Despite the fact that the work done so far was done within a short period of time, as you will see in the following, it allowed us to accomplish considerable, if not decisive, outcomes in terms of new efficiency. There is much more to be done. For example, we've just recently begun examining potential improvements in survey quality, with some early remarks on the use of big data and its implications for survey design. In response to a given query, the Meridiana website displayed extra pages providing optional services or requesting passenger information before presenting the final price, forcing us to use a unique and more sophisticated macro to scrape costs.

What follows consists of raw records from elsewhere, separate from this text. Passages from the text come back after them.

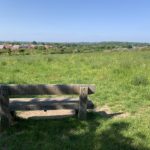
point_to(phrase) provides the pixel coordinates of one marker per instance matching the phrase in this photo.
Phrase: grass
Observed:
(122, 83)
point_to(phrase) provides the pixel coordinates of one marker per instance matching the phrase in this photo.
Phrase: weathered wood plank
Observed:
(44, 89)
(4, 113)
(46, 104)
(83, 103)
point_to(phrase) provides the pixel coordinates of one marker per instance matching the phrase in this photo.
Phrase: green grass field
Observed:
(122, 82)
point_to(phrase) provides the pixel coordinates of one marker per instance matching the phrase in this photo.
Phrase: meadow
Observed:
(122, 82)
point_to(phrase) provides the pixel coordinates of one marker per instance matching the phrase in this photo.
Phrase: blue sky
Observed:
(75, 20)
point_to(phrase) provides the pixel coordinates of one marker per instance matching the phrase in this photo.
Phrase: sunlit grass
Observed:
(122, 83)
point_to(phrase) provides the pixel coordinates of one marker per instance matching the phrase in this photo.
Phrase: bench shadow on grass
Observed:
(69, 133)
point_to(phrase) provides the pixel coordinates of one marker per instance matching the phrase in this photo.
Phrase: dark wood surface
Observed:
(43, 89)
(46, 104)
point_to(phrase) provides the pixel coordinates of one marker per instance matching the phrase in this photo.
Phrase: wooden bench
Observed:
(7, 105)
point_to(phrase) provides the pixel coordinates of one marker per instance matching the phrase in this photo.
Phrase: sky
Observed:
(75, 20)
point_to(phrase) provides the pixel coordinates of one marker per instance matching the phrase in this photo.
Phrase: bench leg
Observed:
(82, 114)
(5, 117)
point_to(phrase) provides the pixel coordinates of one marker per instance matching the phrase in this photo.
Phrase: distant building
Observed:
(2, 47)
(23, 46)
(8, 46)
(32, 46)
(15, 47)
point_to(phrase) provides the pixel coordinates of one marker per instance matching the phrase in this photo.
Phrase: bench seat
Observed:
(17, 104)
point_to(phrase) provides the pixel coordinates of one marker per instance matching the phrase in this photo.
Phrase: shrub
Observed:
(140, 80)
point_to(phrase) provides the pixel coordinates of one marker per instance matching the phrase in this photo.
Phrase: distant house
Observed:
(23, 46)
(2, 47)
(48, 46)
(8, 46)
(32, 46)
(15, 47)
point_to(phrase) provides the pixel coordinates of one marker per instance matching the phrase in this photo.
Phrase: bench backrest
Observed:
(42, 89)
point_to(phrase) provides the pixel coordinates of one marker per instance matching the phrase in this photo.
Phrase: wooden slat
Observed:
(83, 103)
(43, 89)
(45, 104)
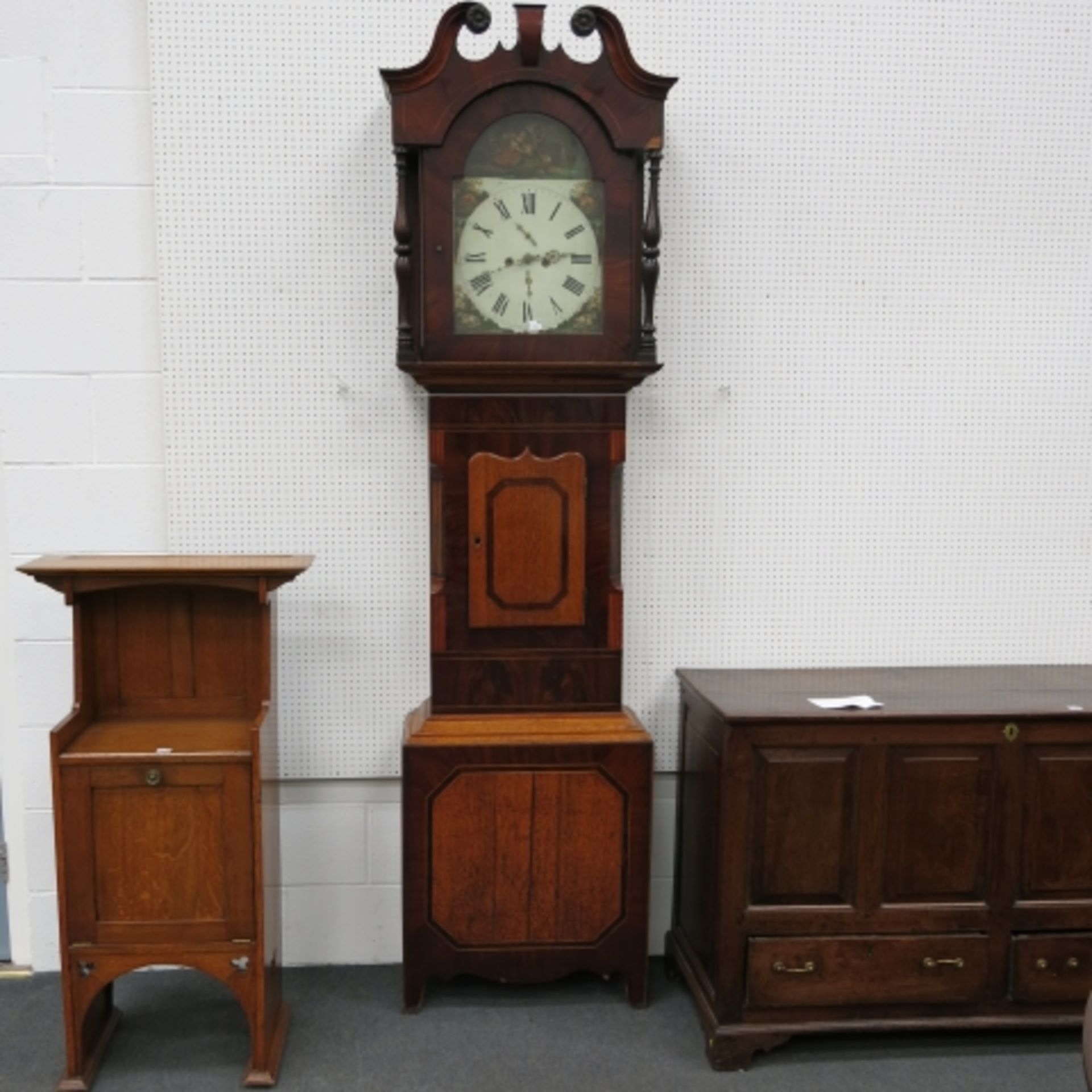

Finally, EasyJet was the centre of attention, and the macros built produced great results in accurately reproducing human data gathering; nonetheless, time savings advantages were minimal. This is due to the time spent preparing the input files, which are used by the macros to correctly identify the routes and dates for which scraping the prices and returning a correct output usable for index compilation; but also due to the limited amount of elementary quotes involved (60), only a limited time saving could be derived from the adoption of web scraping techniques, despite the fact that this was a powerful tool for acquiring large amounts of elementary data in an accelerated manner. Then, for 160 monthly price quotations, online scraping methods for conventional airline company airfares were used on the web agency Opodo (www.opodo.it). The macro's outcomes were assessed by comparing the efficiency and coherence of the data manually downloaded to the macro's findings.
In terms of efficiency gains, the results produced are similarly fairly minimal in this scenario. In the most recent test on monthly data collection, Opodo macro required 1 hour and 48 minutes to get 160 basic price quotations that took 2 hours and half to download manually. In order to drive the Opodo macro in finding the right sample of routes and, in addition to the Easyjet macro, in managing the difference between conventional and low-cost carriers, an input file must be prepared. As a result, the time needed for automated price detection is not dissimilar to that required for manual price detection.